You are viewing a plain text version of this content. The canonical link for it is here.
Posted to dev@mahout.apache.org by "Sean Owen (JIRA)" <ji...@apache.org> on 2010/09/25 09:57:33 UTC

[jira] Reopened: (MAHOUT-504) Kmeans clustering error

     [ https://issues.apache.org/jira/browse/MAHOUT-504?page=com.atlassian.jira.plugin.system.issuetabpanels:all-tabpanel ]

Sean Owen reopened MAHOUT-504:
------------------------------


> Kmeans clustering error
> -----------------------
>
>                 Key: MAHOUT-504
>                 URL: https://issues.apache.org/jira/browse/MAHOUT-504
>             Project: Mahout
>          Issue Type: Bug
>            Reporter: Zhen Guo
>            Assignee: Robin Anil
>             Fix For: 0.4
>
>
> I tried the Kmeans algorithm on the Synthetic Control data. The following error appears. I tried the Canopy algorithm, it is fine. This error is from Mapper. I am using Trunk.
> 10/09/20 19:40:06 INFO mapred.JobClient: Task Id : attempt_201008261432_1324_m_000000_0, Status : FAILED
> java.lang.IllegalStateException: Cluster is empty!
> 	at org.apache.mahout.clustering.kmeans.KMeansClusterMapper.setup(KMeansClusterMapper.java:57)
> 	at org.apache.hadoop.mapreduce.Mapper.run(Mapper.java:142)
> 	at org.apache.hadoop.mapred.MapTask.runNewMapper(MapTask.java:583)
> 	at org.apache.hadoop.mapred.MapTask.run(MapTask.java:305)
> 	at org.apache.hadoop.mapred.Child.main(Child.java:170)

-- 
This message is automatically generated by JIRA.
-
You can reply to this email to add a comment to the issue online.


Re: [jira] Reopened: (MAHOUT-504) Kmeans clustering error

Posted by Jeff Eastman <jd...@windwardsolutions.com>.
  This cannot be running on the latest trunk. The job no longer has a -c 
argument and the initial clusters are always computed by running Canopy 
on the converted data. It is meant to be run with no arguments; default 
values are provided (EuclideanDM, 80, 55) that work consistently. The 
only variables are the distance measure, t1 and t2 values for Canopy. If 
these are changed there will be somewhere between 1 and 600 clusters 
generated by Canopy and k-Means processes them fine.

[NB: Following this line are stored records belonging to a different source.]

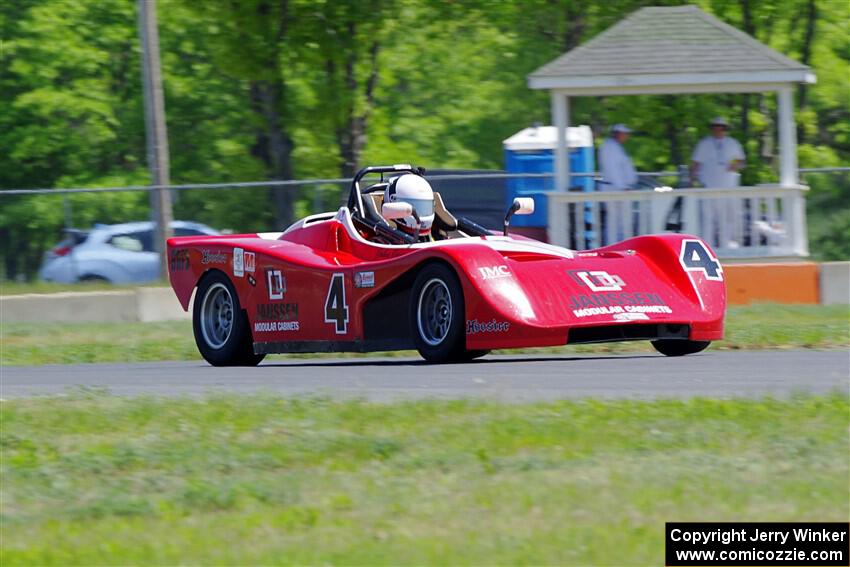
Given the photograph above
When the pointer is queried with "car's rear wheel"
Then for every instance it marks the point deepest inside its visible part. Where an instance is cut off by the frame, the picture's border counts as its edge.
(673, 347)
(437, 314)
(222, 330)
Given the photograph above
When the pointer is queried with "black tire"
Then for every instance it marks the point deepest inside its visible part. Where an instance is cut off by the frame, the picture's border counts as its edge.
(227, 341)
(437, 291)
(674, 347)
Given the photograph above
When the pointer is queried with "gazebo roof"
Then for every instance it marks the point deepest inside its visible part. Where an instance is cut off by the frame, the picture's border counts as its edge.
(669, 50)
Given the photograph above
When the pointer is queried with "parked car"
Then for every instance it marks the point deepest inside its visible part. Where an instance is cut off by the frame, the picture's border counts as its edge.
(117, 253)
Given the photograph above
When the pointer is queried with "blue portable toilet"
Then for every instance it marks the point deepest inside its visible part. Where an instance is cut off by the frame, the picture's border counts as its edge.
(532, 150)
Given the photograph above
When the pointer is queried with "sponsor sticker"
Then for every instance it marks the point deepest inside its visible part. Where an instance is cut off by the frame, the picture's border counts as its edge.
(598, 280)
(588, 305)
(364, 279)
(473, 326)
(494, 272)
(238, 262)
(179, 260)
(250, 262)
(275, 284)
(630, 316)
(213, 257)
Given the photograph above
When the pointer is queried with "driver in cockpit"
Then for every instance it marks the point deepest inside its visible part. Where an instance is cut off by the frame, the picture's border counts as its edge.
(415, 190)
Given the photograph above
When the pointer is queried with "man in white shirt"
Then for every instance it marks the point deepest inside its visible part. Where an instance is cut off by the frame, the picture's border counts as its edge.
(615, 165)
(716, 162)
(717, 158)
(618, 174)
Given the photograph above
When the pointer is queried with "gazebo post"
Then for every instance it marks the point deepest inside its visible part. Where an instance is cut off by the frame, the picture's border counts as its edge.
(787, 138)
(561, 118)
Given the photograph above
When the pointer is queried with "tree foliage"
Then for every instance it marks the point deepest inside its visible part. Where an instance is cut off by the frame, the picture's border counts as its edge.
(279, 89)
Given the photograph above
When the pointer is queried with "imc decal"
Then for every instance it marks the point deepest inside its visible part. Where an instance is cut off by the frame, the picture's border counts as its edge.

Predictably, when I run with t1=800 and t2=550 I get a single cluster 
out; with t1=8 and t2=5.5 I get 600. There is no way I can imagine to 
ever get 0 clusters out of Canopy.

I think this has been fixed, but show me a command line that can 
generate this error and I will have something to work with.


On 9/25/10 3:57 AM, Sean Owen (JIRA) wrote:
>       [ https://issues.apache.org/jira/browse/MAHOUT-504?page=com.atlassian.jira.plugin.system.issuetabpanels:all-tabpanel ]
>
> Sean Owen reopened MAHOUT-504:
> ------------------------------
>
>
>> Kmeans clustering error
>> -----------------------
>>
>>                  Key: MAHOUT-504
>>                  URL: https://issues.apache.org/jira/browse/MAHOUT-504
>>              Project: Mahout
>>           Issue Type: Bug
>>             Reporter: Zhen Guo
>>             Assignee: Robin Anil
>>              Fix For: 0.4
>>
>>
>> I tried the Kmeans algorithm on the Synthetic Control data. The following error appears. I tried the Canopy algorithm, it is fine. This error is from Mapper. I am using Trunk.
>> 10/09/20 19:40:06 INFO mapred.JobClient: Task Id : attempt_201008261432_1324_m_000000_0, Status : FAILED
>> java.lang.IllegalStateException: Cluster is empty!
>> 	at org.apache.mahout.clustering.kmeans.KMeansClusterMapper.setup(KMeansClusterMapper.java:57)
>> 	at org.apache.hadoop.mapreduce.Mapper.run(Mapper.java:142)
>> 	at org.apache.hadoop.mapred.MapTask.runNewMapper(MapTask.java:583)
>> 	at org.apache.hadoop.mapred.MapTask.run(MapTask.java:305)
>> 	at org.apache.hadoop.mapred.Child.main(Child.java:170)